The fact that the man's easily recognizable face shows typical features of Goya's portrayal style, for example in comparison to his portrait of the army doctor Don José Queraltó , makes Goya's authorship probable, but not entirely certain. The portrayed person and his strikingly designed uniform are also not found in other pictures from Goya's work. It seems more likely than that the artist himself discarded the old portrait, therefore, that the sitter may have died before 1805 or that Goya was unable to remove the picture for some other reason.

With the help of the x-rays, subsequent changes to the portrait of Doña Isabel could also be identified. On the left side of the picture, the skirt was originally painted higher, which was corrected later, and the elbow, as on the right side of the picture, should be cut from the edge of the canvas, but this was given up in favor of a more balanced and centralized representation of the sitter.

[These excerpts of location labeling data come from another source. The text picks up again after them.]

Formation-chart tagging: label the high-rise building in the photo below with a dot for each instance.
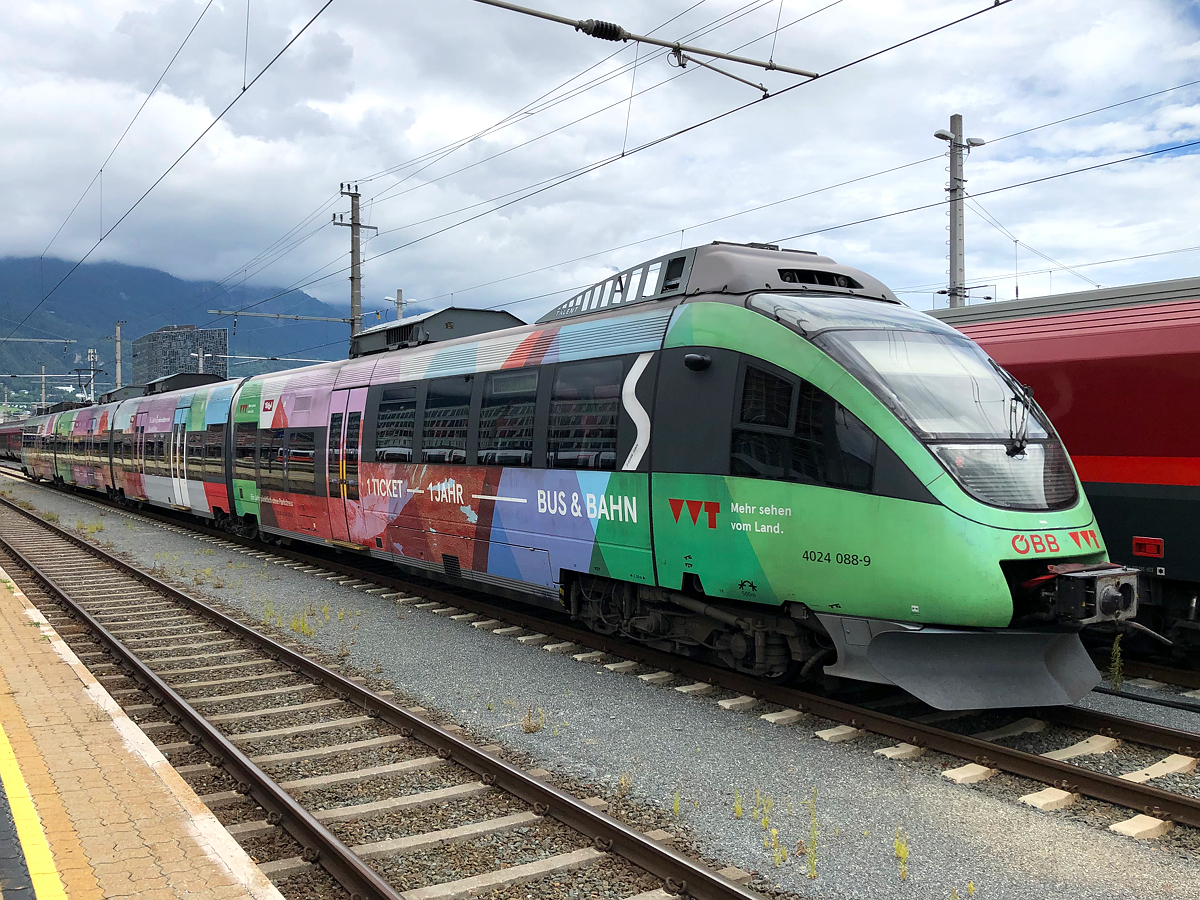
(179, 348)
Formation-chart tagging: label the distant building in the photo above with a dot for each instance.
(169, 351)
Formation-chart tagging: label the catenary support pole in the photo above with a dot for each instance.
(958, 253)
(123, 322)
(357, 226)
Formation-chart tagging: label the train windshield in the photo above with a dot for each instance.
(977, 420)
(943, 385)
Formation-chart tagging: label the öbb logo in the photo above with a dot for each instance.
(1025, 544)
(694, 507)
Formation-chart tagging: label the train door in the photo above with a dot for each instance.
(178, 460)
(139, 449)
(342, 461)
(91, 456)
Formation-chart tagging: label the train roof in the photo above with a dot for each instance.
(1150, 293)
(720, 268)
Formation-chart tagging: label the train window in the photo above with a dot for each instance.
(447, 412)
(585, 409)
(635, 280)
(766, 400)
(652, 280)
(195, 455)
(160, 455)
(813, 439)
(675, 273)
(214, 453)
(505, 420)
(353, 432)
(245, 453)
(270, 459)
(301, 469)
(395, 423)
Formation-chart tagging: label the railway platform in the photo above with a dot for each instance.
(89, 807)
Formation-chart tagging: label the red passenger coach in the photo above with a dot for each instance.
(1117, 371)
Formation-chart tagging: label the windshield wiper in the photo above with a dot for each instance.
(1018, 413)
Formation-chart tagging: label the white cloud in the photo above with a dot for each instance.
(375, 84)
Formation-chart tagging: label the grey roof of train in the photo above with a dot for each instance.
(723, 268)
(1155, 292)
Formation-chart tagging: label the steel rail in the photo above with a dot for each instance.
(1141, 797)
(681, 874)
(318, 843)
(1144, 798)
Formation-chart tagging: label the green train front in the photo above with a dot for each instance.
(843, 484)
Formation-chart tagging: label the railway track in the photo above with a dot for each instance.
(312, 769)
(915, 736)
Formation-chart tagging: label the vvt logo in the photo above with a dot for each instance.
(1087, 538)
(694, 508)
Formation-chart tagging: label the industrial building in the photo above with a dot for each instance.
(180, 348)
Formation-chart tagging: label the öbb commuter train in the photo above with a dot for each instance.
(741, 453)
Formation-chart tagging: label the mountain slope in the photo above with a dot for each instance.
(89, 304)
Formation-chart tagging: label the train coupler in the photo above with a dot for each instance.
(1090, 594)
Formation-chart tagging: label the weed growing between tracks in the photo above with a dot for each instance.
(1116, 667)
(901, 851)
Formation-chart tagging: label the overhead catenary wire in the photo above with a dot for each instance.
(809, 193)
(994, 190)
(611, 31)
(600, 163)
(719, 23)
(100, 172)
(178, 160)
(532, 109)
(977, 208)
(527, 111)
(1002, 276)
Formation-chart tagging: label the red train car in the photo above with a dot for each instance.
(1117, 371)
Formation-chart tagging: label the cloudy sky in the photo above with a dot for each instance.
(388, 94)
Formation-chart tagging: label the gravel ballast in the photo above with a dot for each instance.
(655, 744)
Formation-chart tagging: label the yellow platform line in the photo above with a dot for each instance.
(42, 873)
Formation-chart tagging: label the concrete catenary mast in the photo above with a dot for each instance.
(355, 226)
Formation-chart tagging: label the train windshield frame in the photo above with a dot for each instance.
(946, 388)
(978, 421)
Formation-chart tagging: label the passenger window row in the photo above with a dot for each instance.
(492, 419)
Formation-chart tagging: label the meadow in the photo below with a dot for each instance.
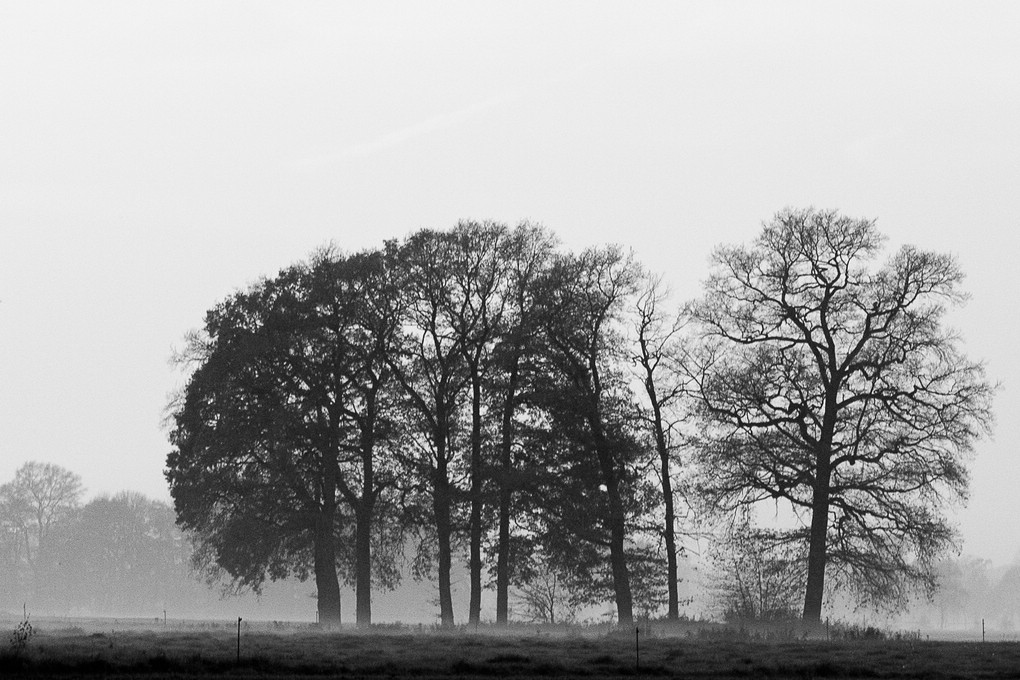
(153, 649)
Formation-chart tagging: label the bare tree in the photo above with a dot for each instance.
(45, 493)
(835, 388)
(659, 356)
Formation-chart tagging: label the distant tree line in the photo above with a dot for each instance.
(116, 555)
(497, 398)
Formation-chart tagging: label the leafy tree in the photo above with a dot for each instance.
(591, 485)
(659, 356)
(528, 252)
(476, 301)
(40, 497)
(118, 555)
(834, 387)
(281, 401)
(431, 369)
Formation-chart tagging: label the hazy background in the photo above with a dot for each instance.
(156, 156)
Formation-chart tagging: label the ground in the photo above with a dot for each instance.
(154, 649)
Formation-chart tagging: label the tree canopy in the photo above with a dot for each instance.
(488, 393)
(834, 386)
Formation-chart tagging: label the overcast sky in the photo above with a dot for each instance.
(154, 157)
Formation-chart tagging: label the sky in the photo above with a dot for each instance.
(157, 156)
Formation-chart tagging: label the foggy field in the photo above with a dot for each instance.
(147, 648)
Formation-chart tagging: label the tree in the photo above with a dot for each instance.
(835, 388)
(591, 484)
(528, 252)
(40, 497)
(758, 575)
(659, 356)
(284, 397)
(431, 369)
(119, 555)
(361, 346)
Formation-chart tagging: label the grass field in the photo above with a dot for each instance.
(107, 648)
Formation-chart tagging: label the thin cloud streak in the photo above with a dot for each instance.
(404, 135)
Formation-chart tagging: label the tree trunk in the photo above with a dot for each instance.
(621, 578)
(818, 538)
(363, 563)
(474, 605)
(326, 583)
(365, 511)
(506, 491)
(669, 533)
(669, 521)
(617, 527)
(441, 507)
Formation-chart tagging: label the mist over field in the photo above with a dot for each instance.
(137, 565)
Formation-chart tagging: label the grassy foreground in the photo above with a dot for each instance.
(286, 651)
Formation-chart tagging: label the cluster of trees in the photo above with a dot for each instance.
(119, 555)
(498, 398)
(111, 555)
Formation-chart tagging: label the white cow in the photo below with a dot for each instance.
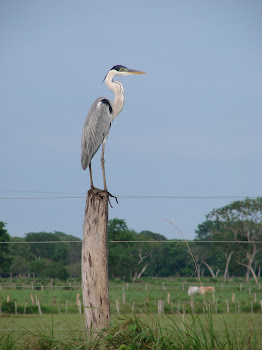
(192, 290)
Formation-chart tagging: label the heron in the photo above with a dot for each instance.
(100, 117)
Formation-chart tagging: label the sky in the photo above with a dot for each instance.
(190, 127)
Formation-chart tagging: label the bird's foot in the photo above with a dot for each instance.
(101, 192)
(110, 195)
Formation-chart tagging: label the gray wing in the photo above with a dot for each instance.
(95, 130)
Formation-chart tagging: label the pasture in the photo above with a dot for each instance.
(235, 309)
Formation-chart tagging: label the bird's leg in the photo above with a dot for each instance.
(91, 178)
(103, 164)
(104, 174)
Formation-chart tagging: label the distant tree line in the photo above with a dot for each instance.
(151, 254)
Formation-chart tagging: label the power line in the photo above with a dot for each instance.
(170, 241)
(131, 197)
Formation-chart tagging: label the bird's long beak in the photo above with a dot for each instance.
(134, 71)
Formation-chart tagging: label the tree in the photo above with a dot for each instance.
(238, 221)
(5, 258)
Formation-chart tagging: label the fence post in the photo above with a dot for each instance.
(95, 288)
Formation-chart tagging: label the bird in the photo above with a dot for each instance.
(99, 119)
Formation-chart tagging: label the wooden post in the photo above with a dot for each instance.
(117, 307)
(95, 288)
(133, 305)
(227, 305)
(25, 307)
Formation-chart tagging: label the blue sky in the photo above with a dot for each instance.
(190, 127)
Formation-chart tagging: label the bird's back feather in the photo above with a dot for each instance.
(96, 128)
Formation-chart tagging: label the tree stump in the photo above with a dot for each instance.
(95, 261)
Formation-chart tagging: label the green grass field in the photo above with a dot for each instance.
(176, 328)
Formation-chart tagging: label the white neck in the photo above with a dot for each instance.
(118, 89)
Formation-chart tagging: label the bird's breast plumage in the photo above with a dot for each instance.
(96, 128)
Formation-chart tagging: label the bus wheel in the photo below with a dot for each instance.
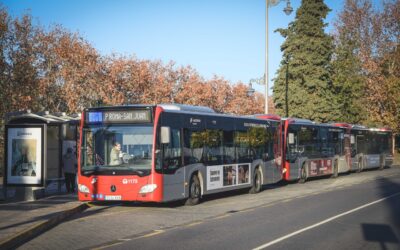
(256, 188)
(335, 170)
(303, 174)
(194, 191)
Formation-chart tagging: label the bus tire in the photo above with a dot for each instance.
(335, 170)
(194, 191)
(303, 174)
(257, 182)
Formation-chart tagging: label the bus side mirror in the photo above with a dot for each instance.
(165, 135)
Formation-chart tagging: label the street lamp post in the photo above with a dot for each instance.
(288, 10)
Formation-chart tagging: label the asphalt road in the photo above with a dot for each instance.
(357, 211)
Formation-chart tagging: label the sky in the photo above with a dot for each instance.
(216, 37)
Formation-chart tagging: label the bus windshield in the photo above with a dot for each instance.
(117, 150)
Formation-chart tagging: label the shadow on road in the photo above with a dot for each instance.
(385, 234)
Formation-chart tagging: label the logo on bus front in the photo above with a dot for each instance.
(129, 181)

It remains unclear on the one hand why Goya did not turn the old canvas in order to hide the man's head in the dark areas of the new portrait, and on the other hand why he used an old canvas again for a commissioned work. It only seems certain that the re-use of the canvas must have influenced the design of the new portrait, as features such as the head placed high and turned to one side and the image-filling dominance of the dark robe are unusual for Goya's work.

Others

On March 24, 1958, on Stamp Day 1958, the Spanish Post issued a special edition with paintings by Goya, which also contained a postage stamp with the motif Doña Isabel de Porcel . This is only a section that was mirrored.

literature

  • Allan Braham: A Hidden Portrait of Goya . In: The Burlington Magazine . Vol. 123, No. 942 , September 1981, pp. 540-543 , JSTOR : 880476 .
  • Janis A. Tomlinson: Goya: Images of Women . Exhibition catalog National Gallery of Art . Yale University Press, New Haven and London 2002, ISBN 0-300-09493-0 , pp. 185-187 .
  • José Valverde: Cuatro Retratos Goyescos de la Sociedad Madrileña . In: CSIC (ed.): Anales del Instituto de Estudios Madrileños . tape 30 . Madrid 1991, p. 33–36 ( Online (PDF; 2.0 MB)).

Web links

Individual evidence

  1. Matías Fernández García: Parroquias madrileñas de San Martín y San Pedro el Real . Caparrós Editores, Madrid 2004, ISBN 84-87943-99-3 , p. 297 ( online ).
  2. ^ A b Valverde: Cuatro Retratos Goyescos. 1991, pp. 33-36.
  3. a b c d e Tomlinson: Goya: Images of Women. 2002, pp. 185-187.
  4. a b c d Braham: A Hidden Portrait of Goya. 1981, p. 541.
  5. Dagmar Feghelm: I, Goya . Prestel, 2004, ISBN 3-7913-3071-3 , pp. 74 .
  6. ^ Wilhelm Messerer: Francisco Goya, form and content of his art . Luca, Lingen 1983, ISBN 3-923641-01-X , p. 128 .
  7. ^ W. Stanley Taft, Jr .; James W. Mayer: The Science of Paintings . Springer, New York 2000, ISBN 0-387-98722-3 , pp. 78 f . ( Online , see also the book cover).
  8. a b Braham: A Hidden Portrait of Goya. 1981, p. 542.